Nope. That nightmare is real. Those words are from the opening of “Wizard in the Park,” the first single by brand-new, kick-ass Chico four-piece Tite Nauts (featuring Robin and Josh Indar of Severance Package—on vocals and guitar, respectively—and local men-about-bands, bassist Greg Hopkins and drummer Nate Daly). Against an ’80s/fantasy metal backdrop (think Judas Priest-meets-Phantom Blue-meets-Dio), the Nauts have crafted an allegorical reimagining of the actual homeless encampment sweeps in Chico during the coronavirus pandemic—in which the city of Chico, via its police officers and city workers with heavy machinery, dismantled homeless campsites in parks and other green spaces.
Of course, a federal judge has recently ordered the orcs to stand down until such time that the city can provide adequate shelter options for our unhoused neighbors.
In the song, there is a wizard of the park who fights off the invaders, but in real life, the vanquishers are the team at Legal Services of Northern California, the folks behind the Warren v.

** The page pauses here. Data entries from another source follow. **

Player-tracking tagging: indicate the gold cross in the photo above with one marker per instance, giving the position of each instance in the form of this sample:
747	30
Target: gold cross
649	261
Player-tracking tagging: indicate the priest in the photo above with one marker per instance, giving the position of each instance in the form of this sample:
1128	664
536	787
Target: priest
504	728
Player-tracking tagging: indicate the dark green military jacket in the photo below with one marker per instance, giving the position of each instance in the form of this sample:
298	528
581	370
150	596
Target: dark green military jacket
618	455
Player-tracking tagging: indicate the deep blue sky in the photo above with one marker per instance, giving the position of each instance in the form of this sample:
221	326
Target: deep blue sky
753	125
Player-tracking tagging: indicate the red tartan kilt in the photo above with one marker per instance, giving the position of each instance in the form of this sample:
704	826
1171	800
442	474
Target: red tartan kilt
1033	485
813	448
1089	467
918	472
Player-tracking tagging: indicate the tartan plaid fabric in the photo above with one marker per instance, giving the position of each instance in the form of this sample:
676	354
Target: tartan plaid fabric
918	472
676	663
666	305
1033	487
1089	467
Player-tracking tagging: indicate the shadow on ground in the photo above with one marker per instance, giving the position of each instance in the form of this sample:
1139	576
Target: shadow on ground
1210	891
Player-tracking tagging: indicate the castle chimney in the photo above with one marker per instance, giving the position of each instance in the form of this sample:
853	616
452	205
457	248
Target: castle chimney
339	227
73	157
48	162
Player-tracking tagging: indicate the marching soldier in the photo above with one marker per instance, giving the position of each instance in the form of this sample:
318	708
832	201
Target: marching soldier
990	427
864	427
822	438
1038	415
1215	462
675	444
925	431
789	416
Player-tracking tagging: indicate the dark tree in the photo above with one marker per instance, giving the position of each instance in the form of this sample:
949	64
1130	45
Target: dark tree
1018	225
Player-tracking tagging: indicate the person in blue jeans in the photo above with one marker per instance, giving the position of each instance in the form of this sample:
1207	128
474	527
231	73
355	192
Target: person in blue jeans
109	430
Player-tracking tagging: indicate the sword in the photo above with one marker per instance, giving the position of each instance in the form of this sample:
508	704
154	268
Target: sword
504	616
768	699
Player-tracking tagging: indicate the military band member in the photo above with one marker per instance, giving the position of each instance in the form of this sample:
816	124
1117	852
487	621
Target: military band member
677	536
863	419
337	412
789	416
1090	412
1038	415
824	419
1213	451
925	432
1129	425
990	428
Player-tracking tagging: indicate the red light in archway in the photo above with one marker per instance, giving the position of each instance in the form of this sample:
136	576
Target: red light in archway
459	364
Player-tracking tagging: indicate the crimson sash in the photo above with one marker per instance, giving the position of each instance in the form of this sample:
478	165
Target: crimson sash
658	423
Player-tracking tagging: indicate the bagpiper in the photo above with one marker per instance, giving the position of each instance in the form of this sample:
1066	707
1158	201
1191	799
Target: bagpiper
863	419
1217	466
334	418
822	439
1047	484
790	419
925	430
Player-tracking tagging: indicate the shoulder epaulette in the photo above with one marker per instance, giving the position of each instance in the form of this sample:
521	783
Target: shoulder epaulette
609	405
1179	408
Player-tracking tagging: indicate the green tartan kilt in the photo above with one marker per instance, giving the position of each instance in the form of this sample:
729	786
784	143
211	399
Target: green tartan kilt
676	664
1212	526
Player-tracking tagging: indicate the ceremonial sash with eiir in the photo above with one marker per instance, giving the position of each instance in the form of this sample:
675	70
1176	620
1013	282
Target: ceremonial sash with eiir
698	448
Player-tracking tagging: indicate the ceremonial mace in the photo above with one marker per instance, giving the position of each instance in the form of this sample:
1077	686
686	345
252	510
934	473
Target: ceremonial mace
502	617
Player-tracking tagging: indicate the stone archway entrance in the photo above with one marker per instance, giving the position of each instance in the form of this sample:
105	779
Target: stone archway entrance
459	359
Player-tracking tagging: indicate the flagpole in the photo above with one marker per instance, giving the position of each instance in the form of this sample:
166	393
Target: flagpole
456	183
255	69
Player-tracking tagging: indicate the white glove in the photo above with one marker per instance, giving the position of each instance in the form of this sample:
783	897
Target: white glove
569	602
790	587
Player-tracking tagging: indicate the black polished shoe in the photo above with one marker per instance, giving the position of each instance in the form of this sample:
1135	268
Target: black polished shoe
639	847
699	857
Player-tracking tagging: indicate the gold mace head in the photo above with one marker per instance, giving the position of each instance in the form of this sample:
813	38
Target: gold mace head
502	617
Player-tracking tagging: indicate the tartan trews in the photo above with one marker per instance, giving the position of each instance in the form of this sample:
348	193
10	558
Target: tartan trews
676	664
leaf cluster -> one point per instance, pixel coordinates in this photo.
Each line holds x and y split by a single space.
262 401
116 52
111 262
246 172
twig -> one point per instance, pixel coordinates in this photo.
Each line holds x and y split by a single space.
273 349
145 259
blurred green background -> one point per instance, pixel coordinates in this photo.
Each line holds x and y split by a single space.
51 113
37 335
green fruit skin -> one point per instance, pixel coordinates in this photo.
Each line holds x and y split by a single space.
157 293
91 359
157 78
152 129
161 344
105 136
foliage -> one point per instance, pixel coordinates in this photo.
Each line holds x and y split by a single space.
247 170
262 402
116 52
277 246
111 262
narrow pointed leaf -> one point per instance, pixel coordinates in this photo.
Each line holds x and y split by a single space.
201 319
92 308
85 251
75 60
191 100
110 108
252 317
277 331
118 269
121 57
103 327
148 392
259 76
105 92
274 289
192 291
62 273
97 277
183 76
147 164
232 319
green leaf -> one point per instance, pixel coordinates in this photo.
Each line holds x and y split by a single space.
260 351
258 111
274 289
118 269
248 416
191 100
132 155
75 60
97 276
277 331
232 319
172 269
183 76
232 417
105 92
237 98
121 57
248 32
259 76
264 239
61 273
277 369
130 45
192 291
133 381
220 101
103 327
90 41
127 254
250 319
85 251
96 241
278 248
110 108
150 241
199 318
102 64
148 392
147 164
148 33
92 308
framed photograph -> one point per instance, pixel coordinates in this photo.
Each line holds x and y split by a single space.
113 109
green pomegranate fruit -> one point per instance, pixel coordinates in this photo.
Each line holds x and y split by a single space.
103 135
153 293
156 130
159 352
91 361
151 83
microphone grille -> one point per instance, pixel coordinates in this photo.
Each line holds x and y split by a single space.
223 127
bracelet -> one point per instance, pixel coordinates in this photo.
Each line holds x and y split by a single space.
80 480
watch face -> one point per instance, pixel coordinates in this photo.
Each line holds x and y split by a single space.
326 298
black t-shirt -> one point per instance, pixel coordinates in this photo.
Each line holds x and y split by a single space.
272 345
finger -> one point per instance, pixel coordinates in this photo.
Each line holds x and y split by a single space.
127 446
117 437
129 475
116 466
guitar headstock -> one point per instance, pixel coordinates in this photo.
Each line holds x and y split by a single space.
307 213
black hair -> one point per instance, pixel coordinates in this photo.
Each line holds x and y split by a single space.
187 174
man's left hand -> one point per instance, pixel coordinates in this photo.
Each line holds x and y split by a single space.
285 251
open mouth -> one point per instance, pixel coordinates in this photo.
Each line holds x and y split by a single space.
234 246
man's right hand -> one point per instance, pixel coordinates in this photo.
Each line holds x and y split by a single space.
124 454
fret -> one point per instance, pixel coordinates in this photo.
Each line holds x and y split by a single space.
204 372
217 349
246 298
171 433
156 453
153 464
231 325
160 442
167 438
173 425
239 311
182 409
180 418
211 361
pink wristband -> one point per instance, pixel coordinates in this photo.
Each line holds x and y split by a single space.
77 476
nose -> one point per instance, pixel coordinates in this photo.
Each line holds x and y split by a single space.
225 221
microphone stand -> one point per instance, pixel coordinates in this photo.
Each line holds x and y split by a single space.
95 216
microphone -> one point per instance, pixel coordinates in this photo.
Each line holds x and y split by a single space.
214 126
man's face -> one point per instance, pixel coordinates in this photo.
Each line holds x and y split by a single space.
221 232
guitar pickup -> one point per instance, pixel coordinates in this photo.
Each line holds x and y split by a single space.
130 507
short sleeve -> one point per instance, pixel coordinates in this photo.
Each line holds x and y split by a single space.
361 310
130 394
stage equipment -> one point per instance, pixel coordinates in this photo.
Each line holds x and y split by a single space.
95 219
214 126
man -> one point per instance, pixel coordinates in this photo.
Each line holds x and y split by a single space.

Chico lawsuit brought on behalf of eight local homeless plaintiffs.
“LSNC was able to summon the legal wizardry to, at least temporarily, stop the city from harassing and traumatizing their most vulnerable citizens,” says the accompanying explainer on the Bandcamp page where Tite Nauts is selling digital downloads of the tune to raise money for the legal-aid organization.
Visit the Shut Up Records page to donate, download and possibly catch a ride on some lightning into a righteous battle: There lies a lesson/ To leave those who suffer alone/ There might be a wizard/ To stand up for those without homes!
What’s in a word?
There is no word for “art” in the Hmong language.
That’s according to the press release from the Museum of Northern California Art (MONCA) for its new group exhibition, No Word for Art: Contemporary Hmong-American Art in Northern California, opening July 29. This makes it difficult for young Hmong artists to talk about art with their elders and keeps many from creative careers, the curators explain. The exhibit asks the question, “As a society, how do we value art?” It explores the complexities of Hmong-American identity from the perspective of the artists of this North State community.
For this project, MONCA was recently awarded a $4,379 Humanities For All Quick Grant by California Humanities, a nonprofit partner of the National Endowment of the Humanities. The Quick Grant program “supports locally initiated public humanities projects that respond to the needs and interests of Californians, encourage[s] greater public participation in humanities programming, particularly by new and/or underserved audiences, and promotes understanding and empathy among all our state’s peoples in order to cultivate a thriving democracy.”
There will be a reception for No Word for Art July 30, 5:30-7:30 p.m., and a grand opening for the exhibit Aug. 1, 11 a.m.-5 p.m. For more info visit monca.org.